Many psychologists have looked into patterns of violent behavior for years, however only a handful have researched the biological implications. A researcher at University of Utah Health is looking at the causes of violence, or impulse-control, at the biological level. What really happens in our brains during violent outbursts? How and when does violence become compulsive? And are there drugs that potentially ‘cure’ this behavior?
Marco Bortolato, MD PhD, is an associate professor of pharmacology and toxicology at the College of Pharmacy. His background as a physician doing both clinical and pre-clinical research prompted him to study the problems found in both neurology and psychiatry. “Drug development and therapeutic treatments was very much my natural ambition,” Bortolato says.
In 2002, he first began studying agression and the therapeutic effects of cannabinoids, a compound present in marijuana. He then shifted his focus to impulse-control disorders such as Tourette syndrome and schizophrenia. ‘Impulsivity’ is defined clinically as the uncontrollable tendency to do something despite having potentially adverse consequences. It is common to many psychiatric issues including antisocial behavior drug addiction, risk-taking behavior in pathological gambling, and some movement disorders such as Tourette syndrome .
Bortolato started looking into clinical evidence of the interplay between genetic predisposition to impulsivity and exposure to stressful environments and how this can lead to greater risk for psychiatric problems.
His approach is to carry out a three-step process to determine the biology behind violence, and subsequently a treatment that addresses these biological changes. Bortolato first has to identify reliable clinical information, i.e., looking at evidence that for a given disease certain types of predispositions do exist, such as abuse during upbringing at home or use of a certain drug.
“This sort of study is complicated and can take several years because you have to identify a suitable test model to replicate specific aspects of the human diseases,” Bortolato says. Something that is reproducible, from the genetic predispositions to violence, to the environmental factors, has to be recreated in animal models. By replicating these sequences of patterns that tend to occur in psychiatric patients, he hopes to show how pathological aggression or antisocial behavior are underpinned by biological alterations in the brain.

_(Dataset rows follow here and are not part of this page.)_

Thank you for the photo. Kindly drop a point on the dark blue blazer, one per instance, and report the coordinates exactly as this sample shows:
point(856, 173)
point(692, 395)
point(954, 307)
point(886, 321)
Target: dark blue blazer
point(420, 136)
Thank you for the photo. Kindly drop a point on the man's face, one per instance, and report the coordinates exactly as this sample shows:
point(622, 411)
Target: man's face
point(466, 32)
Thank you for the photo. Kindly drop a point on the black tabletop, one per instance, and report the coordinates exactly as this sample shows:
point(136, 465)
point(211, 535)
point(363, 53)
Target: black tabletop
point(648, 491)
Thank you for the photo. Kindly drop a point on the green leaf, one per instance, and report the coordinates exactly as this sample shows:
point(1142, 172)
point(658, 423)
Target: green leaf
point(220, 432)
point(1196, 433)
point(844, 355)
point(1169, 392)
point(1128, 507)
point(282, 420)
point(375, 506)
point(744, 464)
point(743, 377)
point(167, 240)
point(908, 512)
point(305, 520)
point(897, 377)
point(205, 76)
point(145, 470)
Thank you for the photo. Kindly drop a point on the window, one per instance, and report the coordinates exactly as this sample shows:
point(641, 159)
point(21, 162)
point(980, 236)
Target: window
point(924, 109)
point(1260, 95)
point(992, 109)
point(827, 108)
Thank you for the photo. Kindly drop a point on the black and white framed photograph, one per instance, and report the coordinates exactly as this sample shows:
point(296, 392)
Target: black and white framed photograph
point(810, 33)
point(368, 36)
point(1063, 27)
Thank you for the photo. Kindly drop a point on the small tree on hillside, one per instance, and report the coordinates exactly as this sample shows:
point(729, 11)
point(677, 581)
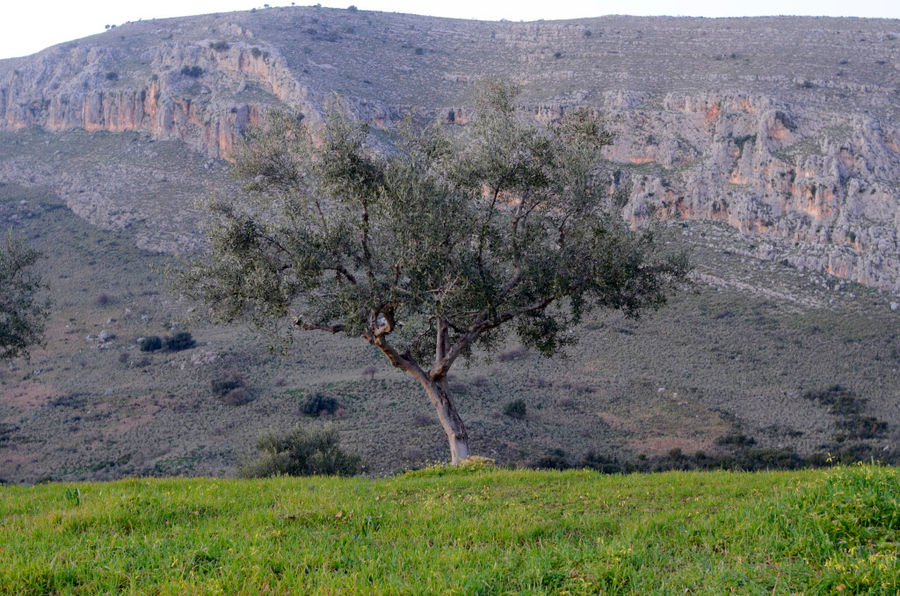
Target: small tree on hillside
point(23, 313)
point(432, 248)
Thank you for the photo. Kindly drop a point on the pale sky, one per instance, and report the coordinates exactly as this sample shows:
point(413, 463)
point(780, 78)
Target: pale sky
point(27, 26)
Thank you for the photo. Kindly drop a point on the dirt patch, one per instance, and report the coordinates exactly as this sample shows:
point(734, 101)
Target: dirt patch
point(28, 395)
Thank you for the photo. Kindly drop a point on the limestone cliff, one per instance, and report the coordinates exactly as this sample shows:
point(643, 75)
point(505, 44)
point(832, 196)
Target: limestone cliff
point(785, 128)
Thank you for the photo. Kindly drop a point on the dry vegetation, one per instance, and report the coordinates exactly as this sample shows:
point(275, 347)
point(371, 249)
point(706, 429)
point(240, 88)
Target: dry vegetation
point(737, 355)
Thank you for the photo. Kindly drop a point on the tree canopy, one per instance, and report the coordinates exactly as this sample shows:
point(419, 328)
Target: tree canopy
point(23, 313)
point(432, 244)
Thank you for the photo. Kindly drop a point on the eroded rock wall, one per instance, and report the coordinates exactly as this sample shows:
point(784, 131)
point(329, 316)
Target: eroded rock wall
point(809, 164)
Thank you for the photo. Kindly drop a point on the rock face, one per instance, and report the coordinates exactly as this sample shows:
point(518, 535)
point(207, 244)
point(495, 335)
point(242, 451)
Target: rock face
point(785, 128)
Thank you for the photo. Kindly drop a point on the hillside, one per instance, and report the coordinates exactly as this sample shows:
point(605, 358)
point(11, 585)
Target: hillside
point(782, 127)
point(467, 531)
point(772, 143)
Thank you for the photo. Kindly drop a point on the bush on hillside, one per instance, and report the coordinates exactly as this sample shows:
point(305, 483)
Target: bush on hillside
point(318, 404)
point(516, 409)
point(302, 452)
point(180, 341)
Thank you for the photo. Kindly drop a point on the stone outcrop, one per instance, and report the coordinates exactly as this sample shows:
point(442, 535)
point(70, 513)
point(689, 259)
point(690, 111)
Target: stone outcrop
point(783, 128)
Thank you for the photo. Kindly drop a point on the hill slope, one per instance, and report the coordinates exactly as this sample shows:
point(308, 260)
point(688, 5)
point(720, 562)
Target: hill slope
point(715, 123)
point(784, 127)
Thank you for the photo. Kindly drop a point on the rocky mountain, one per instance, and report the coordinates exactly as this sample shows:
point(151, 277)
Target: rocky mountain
point(784, 128)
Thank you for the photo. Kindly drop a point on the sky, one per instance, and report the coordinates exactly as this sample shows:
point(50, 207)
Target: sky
point(27, 26)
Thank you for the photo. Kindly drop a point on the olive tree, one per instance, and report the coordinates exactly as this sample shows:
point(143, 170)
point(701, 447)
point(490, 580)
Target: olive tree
point(432, 247)
point(23, 313)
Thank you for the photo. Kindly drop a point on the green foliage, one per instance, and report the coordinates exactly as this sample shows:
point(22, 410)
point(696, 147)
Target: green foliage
point(434, 248)
point(318, 404)
point(533, 532)
point(23, 313)
point(851, 520)
point(302, 452)
point(515, 409)
point(192, 71)
point(73, 496)
point(226, 383)
point(182, 340)
point(151, 343)
point(348, 239)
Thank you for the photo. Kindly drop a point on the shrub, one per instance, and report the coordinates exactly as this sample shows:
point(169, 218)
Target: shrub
point(225, 384)
point(602, 464)
point(151, 343)
point(515, 409)
point(180, 341)
point(736, 439)
point(317, 404)
point(301, 452)
point(192, 71)
point(237, 397)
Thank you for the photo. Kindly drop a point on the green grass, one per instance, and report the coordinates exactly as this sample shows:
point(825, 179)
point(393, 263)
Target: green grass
point(472, 531)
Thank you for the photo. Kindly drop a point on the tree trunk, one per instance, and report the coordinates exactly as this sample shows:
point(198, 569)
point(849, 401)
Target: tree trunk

Establishing these patterns, he then determines an animal model that is relatively similar in outcomes both in face perspective and neurobiological changes (disfunction in one or multiple given brain regions). The model is then used to make predictions on the pathology, aspects of the disease that we might not know in humans, and molecular pathways that underlie these changes. Currently his studies with mice show that they engage in similar risky and disadvantageous behaviors that mimic the decision-making process of people when they gamble.
“Now that we have a biological tool to actually study this development of violence, we could potentially predict who is at risk and hopefully intervene with treatment at an earlier stage.”
The final goal is to develop drugs and test their effectiveness in a clinical trial.
Bortolato has reached that step with a related project. A clinical trial in Denmark set for the end of this year will test new drugs aimed at reducing the negative effects of stress on tic exacerbation in children with Tourette's syndrome.
To continue making inroads into this field of research, Bortolato has established a consortium with Sheila Crowell, PhD, (Psychology) and Brooks Keeshin, MD, in the department of Pediatrics, called the Utah Program of Research on Violence, Etiology, Neurobiology and Treatment (U-PReVENT).
“Violence is a huge issue in this country, and its estimated impact and damages are in the hundreds of billions but the biological basis of violence remains greatly understudied,” says Bortolato. “If we get to a decent understanding of how vulnerability factors interact and ultimately lead to aggression, we might be able to reduce the problem of those at risk.”